Related CDT Codes to D6093
If you are researching D6093, you may also need to reference these related CDT codes in the fixed partial denture pontics range and beyond:
D6010: Endosteal Implant Body Placement — Learn when to use D6010 and how it differs from D6093.
D6011: Second Stage Implant Surgery Access — Learn when to use D6011 and how it differs from D6093.
D6012: Interim Implant Body Placement for Transitional Prosthesis — Learn when to use D6012 and how it differs from D6093.

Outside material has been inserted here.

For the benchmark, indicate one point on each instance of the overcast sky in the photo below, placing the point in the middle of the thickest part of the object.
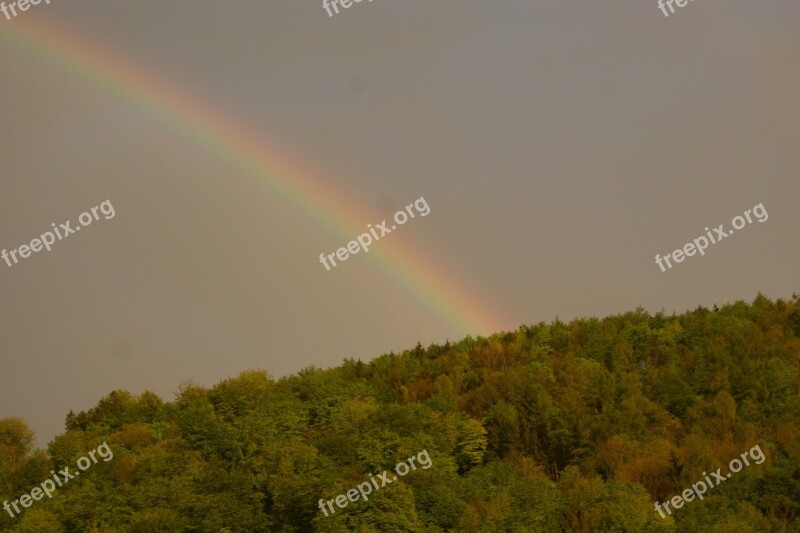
(559, 144)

D6013: Mini Implant Surgical Placement — Learn when to use D6013 and how it differs from D6093.
D6040: Eposteal Implant Surgical Placement — Learn when to use D6040 and how it differs from D6093.
Frequently Asked Questions About D6093
Are there frequency restrictions when billing D6093 to dental insurance carriers?

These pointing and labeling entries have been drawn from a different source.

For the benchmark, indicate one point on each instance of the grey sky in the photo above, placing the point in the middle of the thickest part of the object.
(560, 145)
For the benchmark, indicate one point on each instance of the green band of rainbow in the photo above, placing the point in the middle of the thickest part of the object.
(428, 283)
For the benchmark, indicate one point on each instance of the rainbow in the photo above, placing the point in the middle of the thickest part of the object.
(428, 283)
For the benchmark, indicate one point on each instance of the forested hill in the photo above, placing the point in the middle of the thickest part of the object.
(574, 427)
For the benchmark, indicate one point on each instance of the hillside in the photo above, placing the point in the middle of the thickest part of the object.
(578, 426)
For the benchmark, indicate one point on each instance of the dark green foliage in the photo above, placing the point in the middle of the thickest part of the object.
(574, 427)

Most dental insurance carriers establish frequency restrictions on D6093 billing for identical prostheses or treatment sites. Practitioners should verify specific plan requirements with each patient's insurance carrier, as coverage may be limited to one re-cementation or re-bonding procedure within designated timeframes (typically 12 to 24 months). Maintaining thorough clinical documentation demonstrating medical necessity can support claims when frequency restrictions may apply.

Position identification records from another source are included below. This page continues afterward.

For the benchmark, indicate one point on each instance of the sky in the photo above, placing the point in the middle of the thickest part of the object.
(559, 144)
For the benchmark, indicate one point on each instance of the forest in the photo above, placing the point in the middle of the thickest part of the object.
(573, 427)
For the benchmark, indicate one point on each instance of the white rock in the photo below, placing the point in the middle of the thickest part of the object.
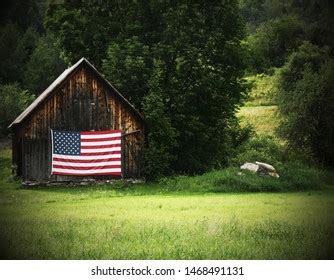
(250, 166)
(266, 166)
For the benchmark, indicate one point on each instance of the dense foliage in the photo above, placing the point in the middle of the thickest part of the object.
(306, 102)
(179, 63)
(12, 100)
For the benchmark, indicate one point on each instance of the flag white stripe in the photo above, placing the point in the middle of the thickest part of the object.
(99, 136)
(100, 143)
(87, 157)
(86, 164)
(73, 171)
(102, 150)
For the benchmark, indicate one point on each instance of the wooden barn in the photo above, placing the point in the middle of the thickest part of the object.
(80, 99)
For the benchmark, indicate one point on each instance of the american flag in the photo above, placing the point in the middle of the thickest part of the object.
(86, 153)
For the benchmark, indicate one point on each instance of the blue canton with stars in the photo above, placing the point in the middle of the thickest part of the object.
(66, 143)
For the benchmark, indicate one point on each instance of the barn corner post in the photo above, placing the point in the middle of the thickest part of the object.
(50, 152)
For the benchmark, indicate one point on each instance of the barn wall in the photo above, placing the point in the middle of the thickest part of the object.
(83, 102)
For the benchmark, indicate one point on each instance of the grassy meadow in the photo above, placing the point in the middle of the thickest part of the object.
(152, 221)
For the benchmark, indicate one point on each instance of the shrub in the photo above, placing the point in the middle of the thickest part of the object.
(13, 100)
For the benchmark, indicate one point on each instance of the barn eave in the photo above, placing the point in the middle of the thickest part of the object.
(61, 78)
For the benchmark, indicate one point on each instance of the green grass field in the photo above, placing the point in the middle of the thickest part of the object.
(148, 222)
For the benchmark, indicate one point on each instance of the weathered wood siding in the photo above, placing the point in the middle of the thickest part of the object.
(82, 102)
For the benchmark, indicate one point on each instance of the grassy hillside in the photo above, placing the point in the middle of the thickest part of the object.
(262, 118)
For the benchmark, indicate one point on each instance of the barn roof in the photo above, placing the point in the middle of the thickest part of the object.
(62, 77)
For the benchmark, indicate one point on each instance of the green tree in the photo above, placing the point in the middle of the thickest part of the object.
(161, 135)
(306, 102)
(43, 66)
(200, 67)
(13, 100)
(273, 41)
(128, 65)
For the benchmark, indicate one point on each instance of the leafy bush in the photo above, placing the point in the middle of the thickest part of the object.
(260, 148)
(43, 66)
(272, 42)
(264, 89)
(293, 177)
(13, 100)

Is it possible to bill D6093 with other dental treatments during the same appointment?
D6093 may be billed concurrently with additional dental services provided in the same visit, including routine examinations or prophylaxis procedures. Each treatment requires individual clinical documentation and supporting narratives. Verify that services are considered separate billable procedures by the insurance carrier and apply correct CDT codes for each distinct treatment provided. Always verify with the specific insurance carrier, as policies and coverage rules can vary significantly between payers. Maintaining thorough documentation for D6093 will strengthen your position in any audit or appeal scenario.
Which materials are commonly utilized for re-cementation or re-bonding procedures under D6093?
Practitioners frequently employ resin-based or glass ionomer cements when performing re-cementation of implant-supported prostheses under D6093. Material selection varies based on prosthesis type, clinical circumstances, and practitioner expertise. The chosen cement should deliver optimal retention while preserving the integrity of implant and abutment surfaces. Always verify with the specific insurance carrier, as policies and coverage rules can vary significantly between payers. Maintaining thorough documentation for D6093 will strengthen your position in any audit or appeal scenario.
What is the typical reimbursement range for D6093?
Reimbursement for D6093 (re-cementing implant-supported fixed partial dentures) varies based on geographic location, payer contract terms, and whether the patient has in-network or out-of-network coverage. Fee schedules are typically set by individual insurance carriers, so practices should verify expected reimbursement during benefits verification. If your practice consistently receives lower-than-expected payments for D6093, consider renegotiating your fee schedule with major payers or reviewing your UCR (Usual, Customary, and Reasonable) data for your region.
Does D6093 require prior authorization?
Prior authorization requirements for D6093 depend on the patient's specific insurance plan. Some carriers require advance approval for procedures coded under D6093, while others process claims without it. Best practice is to verify authorization requirements during insurance eligibility checks before the appointment. If prior authorization is required, submit the request with detailed clinical notes and supporting documentation to avoid delays in patient care and claim processing.